Nas linhas onde o comboio já não anda
Só ecos do rumor de gente nas estações
O poema principia na voz de Fernanda
Versos são socalcos de pedras e canções

Nos seus lábios, palavras são rebanhos
Que se unem à Terra como quem reza
O santuário, o ritual parecem estranhos
O altar já está escolhido, é esta a mesa

Aqui juntamos no cálice todo um mundo
Paisagem povoada por lentos lavradores
Nos seus braços existe um saber profundo
Repetido tanta vez entre pedras e sabores

O vinho bebido longe, no café da cidade
É líquido e mais que líquido é resultado
Da lenta fermentação de uma diversidade
Junta paisagem, luz, suor, tudo registado

Aqui chega o aroma perfeito e suspenso
Há no copo um silêncio que não termina
Prazer está no sabor, no aroma, é imenso
Castas Aragonês, Arinto e Malvasia Fina

Outras são Touriga, Verdelho, Folgazão
Celebradas num lagar em nova liturgia
Cada vindima é o fruto de uma paixão
Repetida cada ano numa ansiosa alegria

De súbito Leandro, menino de dois anos
Quer deixar de ser apenas um espectador
Embrulha-se na azeitona, nos seus panos
Como já tinha procurado andar no tractor

Na poda, na empa, o trabalho é empresa
Joaquim, Nuno e Nely cuidam do tesouro
Tempos depois a garrafa trazida à mesa
Tem o frio e o calor das terras do Douro

7 thoughts on “Louvor do Vinho Fino”

  1. José do Carmo Francisco está um homem do Douro e das suas margens, quase barão.
    Oxalá Fernanda lhe ensine, para além do socalco e da lavra, a alquimia do mosto e do mel antes que subam, carreira da viúva acima, uma tarde inteira até à serra, curva, contracurva, curva, desde o Pinhão.
    José do Carmo Francisco bebe do fino sem ter que lhe chamar do Porto e mesmo na cidade merece que ele seja bom
    Saúde, amigo !
    Jnascimento

  2. Confiança.

    O que é bonito neste mundo, e anima,
    É ver que na vindima
    De cada sonho
    Fica a cepa a sonhar outra aventura…
    E que a doçura
    Que se não prova
    Se transfigura
    Numa doçura
    Muito mais pura
    E muito mais nova…

    Cântico do Homem, 1950.
    Miguel Torga, 1907-1995

    Torga um homem bom deste “Reino Maravilhoso”,

    Para ele o meu louvor.

  3. Á tua saúde, «sinhá» e de todos os frequentadores do Blog.
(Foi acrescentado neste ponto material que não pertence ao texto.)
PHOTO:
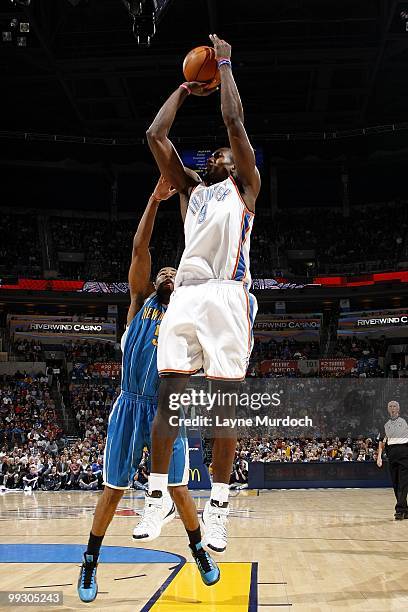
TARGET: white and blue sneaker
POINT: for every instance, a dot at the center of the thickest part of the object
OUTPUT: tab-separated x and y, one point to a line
87	586
209	571
215	520
158	511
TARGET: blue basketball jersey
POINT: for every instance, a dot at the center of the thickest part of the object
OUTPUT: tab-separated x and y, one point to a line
139	346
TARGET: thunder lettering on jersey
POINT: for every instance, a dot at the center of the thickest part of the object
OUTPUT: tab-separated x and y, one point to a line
217	233
139	347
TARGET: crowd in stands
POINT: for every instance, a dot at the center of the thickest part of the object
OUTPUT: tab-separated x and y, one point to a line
337	240
27	350
103	246
305	450
286	349
20	249
107	245
353	346
89	352
36	454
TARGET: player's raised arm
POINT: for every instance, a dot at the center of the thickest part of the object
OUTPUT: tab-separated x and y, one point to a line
140	285
233	116
164	152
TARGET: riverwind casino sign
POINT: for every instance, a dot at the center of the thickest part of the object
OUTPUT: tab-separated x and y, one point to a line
375	323
64	326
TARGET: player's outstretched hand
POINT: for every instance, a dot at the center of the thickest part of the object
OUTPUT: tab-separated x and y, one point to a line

Quanto ao João XXI acho bem o elogia de Torga mas foi preciso o post para ele aparecer. Louvar «a» não subentende amesquinhar «b». Eu próprio dediquei a Torga um poema. Nada de confusões…

  4. JCF, vou-te dizer o que não gosto nos teus poemas: semântica religiosa, bucólica, ultrapassada e a desafinação, o remate final falhado, por não haver palavra que encaixe. É um drama verbal.